Flex dollars not as flexible

Katie Hill

Katie HillReporter

The SDSU administration is implementing a $50 Flex spending limit per semester at both the SDSU Dairy Bar and Meat Lab.

The policy restricts students from using over $50 of their meal plan Flex dollars at each location throughout the duration of one semester. SDSU received concerns from Aramark, the university’s food provider, about when students spend their Flex dollars.

Doug Wermedal, assistant vice president for Student Affairs, said there are a couple different reasons for the policy.

“The first [reason] is educational, and it is the desire to see students connect with each other in socially reinforcing ways,” Wermedal said. “This is often done over a meal at one of our many sites or over a cup of Java City coffee … it’s certainly not the whole picture, but it is a well-researched contributing factor and is most intensely important on the front end of each semester.”

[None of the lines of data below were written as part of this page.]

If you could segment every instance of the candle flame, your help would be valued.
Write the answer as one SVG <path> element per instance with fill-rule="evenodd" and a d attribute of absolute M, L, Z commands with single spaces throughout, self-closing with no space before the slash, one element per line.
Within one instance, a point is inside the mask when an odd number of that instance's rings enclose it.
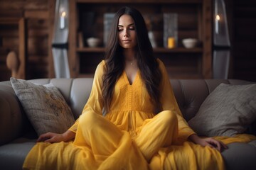
<path fill-rule="evenodd" d="M 65 16 L 65 11 L 61 13 L 61 16 L 63 16 L 63 17 Z"/>
<path fill-rule="evenodd" d="M 217 14 L 217 15 L 216 15 L 216 20 L 217 20 L 217 21 L 220 21 L 220 16 Z"/>

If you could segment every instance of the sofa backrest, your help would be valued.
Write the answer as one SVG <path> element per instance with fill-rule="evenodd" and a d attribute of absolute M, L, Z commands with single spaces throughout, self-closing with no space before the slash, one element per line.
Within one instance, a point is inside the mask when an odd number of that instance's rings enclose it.
<path fill-rule="evenodd" d="M 33 83 L 46 84 L 52 83 L 57 86 L 68 105 L 75 118 L 81 114 L 89 98 L 92 78 L 43 79 L 31 80 Z M 242 80 L 220 79 L 171 79 L 174 95 L 185 119 L 189 120 L 198 112 L 207 96 L 220 84 L 248 84 L 253 82 Z"/>
<path fill-rule="evenodd" d="M 57 86 L 76 119 L 81 114 L 89 98 L 92 80 L 92 78 L 78 78 L 29 81 L 39 84 L 51 83 Z M 189 120 L 196 114 L 207 96 L 220 83 L 249 84 L 254 82 L 242 80 L 172 79 L 171 83 L 180 109 L 185 119 Z M 0 146 L 23 135 L 28 128 L 31 129 L 29 127 L 31 126 L 28 123 L 28 119 L 10 81 L 0 82 Z M 256 129 L 256 123 L 253 127 Z"/>

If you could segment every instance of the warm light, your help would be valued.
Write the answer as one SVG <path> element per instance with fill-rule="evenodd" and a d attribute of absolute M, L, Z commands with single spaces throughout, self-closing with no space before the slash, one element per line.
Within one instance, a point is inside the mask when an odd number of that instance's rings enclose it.
<path fill-rule="evenodd" d="M 215 17 L 215 33 L 218 34 L 219 33 L 219 21 L 220 21 L 220 17 L 219 15 L 216 15 Z"/>
<path fill-rule="evenodd" d="M 61 16 L 60 16 L 60 29 L 64 29 L 65 28 L 65 12 L 63 11 L 61 13 Z"/>
<path fill-rule="evenodd" d="M 217 21 L 220 21 L 220 16 L 219 15 L 216 15 L 216 20 Z"/>
<path fill-rule="evenodd" d="M 62 12 L 61 16 L 65 17 L 65 12 Z"/>

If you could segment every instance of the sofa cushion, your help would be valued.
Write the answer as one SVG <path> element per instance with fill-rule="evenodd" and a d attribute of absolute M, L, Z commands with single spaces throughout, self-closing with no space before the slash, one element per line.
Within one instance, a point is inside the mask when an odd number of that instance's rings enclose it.
<path fill-rule="evenodd" d="M 15 78 L 10 80 L 38 135 L 48 132 L 63 133 L 73 125 L 71 110 L 55 86 Z"/>
<path fill-rule="evenodd" d="M 233 136 L 256 118 L 256 84 L 221 84 L 206 98 L 189 125 L 201 136 Z"/>

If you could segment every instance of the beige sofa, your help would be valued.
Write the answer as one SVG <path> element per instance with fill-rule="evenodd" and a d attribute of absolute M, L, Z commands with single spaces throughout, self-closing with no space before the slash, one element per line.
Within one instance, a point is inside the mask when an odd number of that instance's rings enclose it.
<path fill-rule="evenodd" d="M 42 79 L 30 81 L 57 86 L 78 118 L 87 100 L 92 79 Z M 209 93 L 220 83 L 249 84 L 242 80 L 171 80 L 184 118 L 188 120 L 198 112 Z M 250 128 L 256 134 L 255 123 Z M 36 134 L 28 120 L 9 81 L 0 82 L 0 169 L 21 169 L 29 150 L 35 144 Z M 228 169 L 256 169 L 256 140 L 233 143 L 222 152 Z"/>

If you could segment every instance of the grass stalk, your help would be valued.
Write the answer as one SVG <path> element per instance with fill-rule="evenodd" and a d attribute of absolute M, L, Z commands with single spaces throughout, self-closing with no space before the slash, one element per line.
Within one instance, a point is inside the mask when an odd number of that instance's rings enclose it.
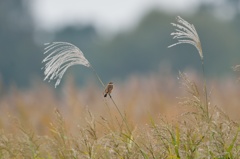
<path fill-rule="evenodd" d="M 90 65 L 90 68 L 93 70 L 95 76 L 97 77 L 98 81 L 101 83 L 102 87 L 105 88 L 104 83 L 102 82 L 100 76 L 97 74 L 96 70 L 93 68 L 92 65 Z M 111 98 L 111 101 L 112 101 L 113 105 L 115 106 L 115 108 L 117 109 L 118 113 L 120 114 L 122 120 L 124 121 L 124 123 L 125 123 L 125 125 L 126 125 L 126 127 L 127 127 L 128 132 L 131 134 L 130 128 L 129 128 L 129 126 L 128 126 L 128 124 L 127 124 L 127 121 L 126 121 L 126 118 L 125 118 L 125 117 L 123 116 L 123 114 L 121 113 L 118 105 L 116 104 L 116 102 L 114 101 L 114 99 L 112 98 L 112 96 L 110 96 L 110 98 Z"/>
<path fill-rule="evenodd" d="M 205 109 L 206 109 L 206 114 L 207 114 L 207 119 L 209 120 L 209 111 L 208 111 L 208 93 L 207 93 L 207 80 L 206 80 L 206 74 L 205 74 L 205 69 L 204 69 L 204 60 L 203 58 L 201 59 L 202 61 L 202 71 L 203 71 L 203 85 L 204 85 L 204 95 L 205 95 Z"/>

Aramark’s profits come from the student meal plan dollars, and Wermedal said the Meat Lab and the Dairy Bar receiving revenues from the same funds is not cost-effective.

“When a third-party entity accesses those revenues, the funds available to covers these fundamental costs of operation are reduced, and it becomes a business model that is not sustainable,” Wermedal said. “Simply put, it is sort of like Burger King having the freedom to print coupons for food discounts that McDonald’s would be forced to honor.”

Aramark representatives were unable to comment.

Adam Rhody, ag research and Meat Lab manager, said they knew about the policy last May during finals week.

“The disadvantages are kind of obvious,” Rhody said. “It doesn’t seem like we are using all of our resources.”

Rhody said that since people have heard about the new limitations they “have had several complaints.”

Although it might be inconvenient to some students, there are other payment options.

“Students may spend whatever they want at either location using credit card, cash or check at any time during the semester,” Wermedal said.

The policy does provide some leeway for the students.

“We are always ready to listen and respond to students who have unique circumstances and need wider access than policy limits indicate,” Wermedal said.

A history of the past purchases at the Dairy Bar and the Meat Lab were used to set the maximum dollar amount for the policy.

“Data was reviewed from last year’s usage,” Wermedal said. “According to this data the $50 figure provides adequate revenue streams to support Dairy Bar and Meat Lab operations in similar fashion to the previous year’s usage by students.”

For some students, the new policy will require a change in spending habits.

“Last year, I was able to spend the extra money off my meal plan at the Meat Lab and it was great,” said Jenn Lindner, sophomore economics and ag business major. “Not being able to spend over $50 there this year means I will have to find alternative routes to reasonably use up my meal plan here on campus, which is hard to do.”

Both the Dairy Bar and the Meat Lab have expressed concerns regarding the guidelines.

“It’s unfortunate I guess, but we will continue to do what they want and follow the rules,” Rhody said.

Excess spending toward the end of each semester from students has definitely had an impact.

“The trend was in a direction that was not sustainable, [this created] the desire to craft a compromise solution,” Wermedal said.